The case -- filed in the name of the Khulumani Support Group, engaged in counseling more than 32,000 South Africans hurt by apartheid -- seeks compensatory and punitive damages from a host of multinational corporations.
These include U.S. giants IBM, General Motors, Exxon Mobil, J.P Morgan Chase, Citigroup, Caltex Petroleum Corporation, Ford Motor Company, and the Fluor Corporation. All of these groups have been asked to provide generous compensation to help "heal the damage" caused by apartheid, according to the Apartheid Debt and Reparations Campaign, one of the groups behind the lawsuit.
"The corporations aided and abetted a crime against humanity whose persistent social damage requires urgent repair," charged Jubilee South Africa, another supporter.
The suit charges IBM and Fujitsu ICL with supplying technology for white South African authorities to create "passbooks" for the black population that were used to control their movement, employment, and residence.
The amount of damages being sought was not specified in the court document, but the damage could be "in the billions," according to Jubilee South Africa spokesman Neville Gabriel.
Contacted by phone Tuesday evening, an IBM spokeswoman said she had no details on the suit, but on the basis of news reports, IBM believed it "has no merit." According to media reports, other firms too are denying responsibility.
The suit charges financial institutions like Citicorp with culpability for lending funds used to bolster police and armed forces under the racist regime. It claims that arms manufacturers and oil companies violated internationally agreed embargoes on sales to South Africa.
The class-action suit filed by Washington-based firm, Cohen, Milstein, Hausfeld and Toll, is based on the Alien Tort Claims Act, which grants U.S. courts jurisdiction over certain violations of international law, no matter where they occur.
Lead counsel on the case, Michael D. Hausfeld, called South Africa's apartheid regime an "institutionalized system of racial disenfranchisement." He declared that the current suit "seeks a measure of justice from those entities which aided or abetted the commission of this atrocity."
"Apartheid could not have been maintained in the same manner without the participation of the defendants," the law firm said Tuesday in a statement explaining the case.

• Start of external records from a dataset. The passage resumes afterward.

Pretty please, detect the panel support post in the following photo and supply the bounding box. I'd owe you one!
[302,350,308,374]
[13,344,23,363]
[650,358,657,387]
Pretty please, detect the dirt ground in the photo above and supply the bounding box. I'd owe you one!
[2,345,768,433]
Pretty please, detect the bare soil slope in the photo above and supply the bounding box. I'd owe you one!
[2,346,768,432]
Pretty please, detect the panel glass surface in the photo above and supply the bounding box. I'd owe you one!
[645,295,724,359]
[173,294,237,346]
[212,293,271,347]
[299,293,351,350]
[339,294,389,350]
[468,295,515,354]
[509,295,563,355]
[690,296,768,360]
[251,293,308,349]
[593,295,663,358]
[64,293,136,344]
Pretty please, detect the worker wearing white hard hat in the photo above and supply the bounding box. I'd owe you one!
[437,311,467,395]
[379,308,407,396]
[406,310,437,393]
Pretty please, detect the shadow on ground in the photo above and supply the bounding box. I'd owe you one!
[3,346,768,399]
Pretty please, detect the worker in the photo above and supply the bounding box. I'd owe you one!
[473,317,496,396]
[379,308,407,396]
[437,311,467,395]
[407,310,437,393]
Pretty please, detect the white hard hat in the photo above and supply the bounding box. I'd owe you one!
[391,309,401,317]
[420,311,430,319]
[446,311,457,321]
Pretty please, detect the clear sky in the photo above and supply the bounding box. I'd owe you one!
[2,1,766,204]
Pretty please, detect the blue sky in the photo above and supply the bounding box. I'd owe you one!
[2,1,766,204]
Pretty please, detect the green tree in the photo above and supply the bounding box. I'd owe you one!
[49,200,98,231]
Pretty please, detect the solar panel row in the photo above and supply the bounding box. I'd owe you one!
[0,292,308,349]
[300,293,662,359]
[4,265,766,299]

According to grisly accounts by plaintiffs and family members, extra-judicial killings, torture, and arbitrary detention -- recognized as violations of international law -- were regularly practiced by the apartheid regime between 1948 and 1993.
Teenagers in the marketplace were reportedly shot by soldiers, parents cold-bloodedly murdered by the police in their homes, while suspected black members of the apartheid resistance were brutally tortured in prison.
Apartheid ended in 1994 when former political prisoner, Nelson Mandela, was elected president. But, argues the Khulumani Support Group, the regime and its supporters have never been held accountable for their actions.